Long known as a flower of distinction, orchid lovers often describe the plant as sensual, or majestic. Shane Carswell, an orchid enthusiast, prefers the word 'perfection.'
"I love orchids, it's just a beautiful flower," say Boca Raton resident Lauren Armetta. This past Mother's Day Armetta received 3 orchids, one of which was blue.
"It was the first time I've seen blue orchids and something told me they got to use food coloring or something," she told the Contact 5 Investigators.
"Nothing on the label in any way shape or from that says it's natural or fake," said her daughter, Eisa, who contacted the Investigators after she saw the blue-colored orchids selling for double the price of its more commonly-colored counterparts.

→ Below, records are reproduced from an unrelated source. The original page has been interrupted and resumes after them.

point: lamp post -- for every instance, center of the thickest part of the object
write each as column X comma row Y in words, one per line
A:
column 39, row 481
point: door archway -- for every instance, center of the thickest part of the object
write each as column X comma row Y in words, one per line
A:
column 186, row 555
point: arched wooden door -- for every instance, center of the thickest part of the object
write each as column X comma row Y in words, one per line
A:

Armetta's suspicion only grew when it was time to water her new blue bloom.
"Once the bottom filled up and I tipped it over--- the blue water came out, it was really bright blue," said Armetta.
Turns out, Armetta's new blue orchid is actually called the Blue Mystique. The flower is dubbed the world's first phalaenopsis blue orchid.
The Contact 5 Investigators found the blue-colored orchid on display at major retailers like Home Depot and Lowe's.
At the American Orchid Society's world headquarters in Delray Beach, the Blue Mystique has been cultivating questions for months.
"We don't sell them," said chief operating officer Ron McHatton.
"We don't sell them because that would be an endorsement," said McHatton who tells the Contact 5 Investigators the Blue Mystique may be pricey, but consumers should also know it's plain.
"No they're not real blue orchids, they're white orchids that have been dyed," he said.
McHatton doesn't know exactly how the Blue Mystique gets its blue color.
So the Contact 5 Investigators contacted Silver Vase Incorporated, the company that produces the Blue Mystique.
The grower is based in Homestead, but refused to speak with the Contact 5 Investigators, cancelling our interview at the last minute. Company reps wouldn't divulge how they make the Blue Mystique, only saying it's an infusion process that is patented and kept very secret.
On its website, the company touts its blue color as, "the result of a patented process that infuses white orchids with a special medium."
"That's such a scam to charge twice the amount. it's one thing to charge $20 but $40, that's highway robbery," said Elisa Armetta who, along with her mom, just wanted the truth.
"At least market it to say not a hybrid, not natural, Mother Nature did not create this," said Elisa.
Her mom, in the meantime, feels satisfied, her suspicion was right.
"See, I was right, I knew it couldn't be real. Now it's not that appealing anymore," she said.
Armetta is also suggesting a much simpler name for the Blue Mystique.
"I would call it pretty white orchid turned blue," she said.
As a result of customer concerns, Silver Vase has developed new labels that will accompany the Blue Mystique on store shelves. The new labels state, in part, "with a little bit of magic we turn a white orchid blue."
The company also now warns customers that new blooms on the Blue Mystique will be white.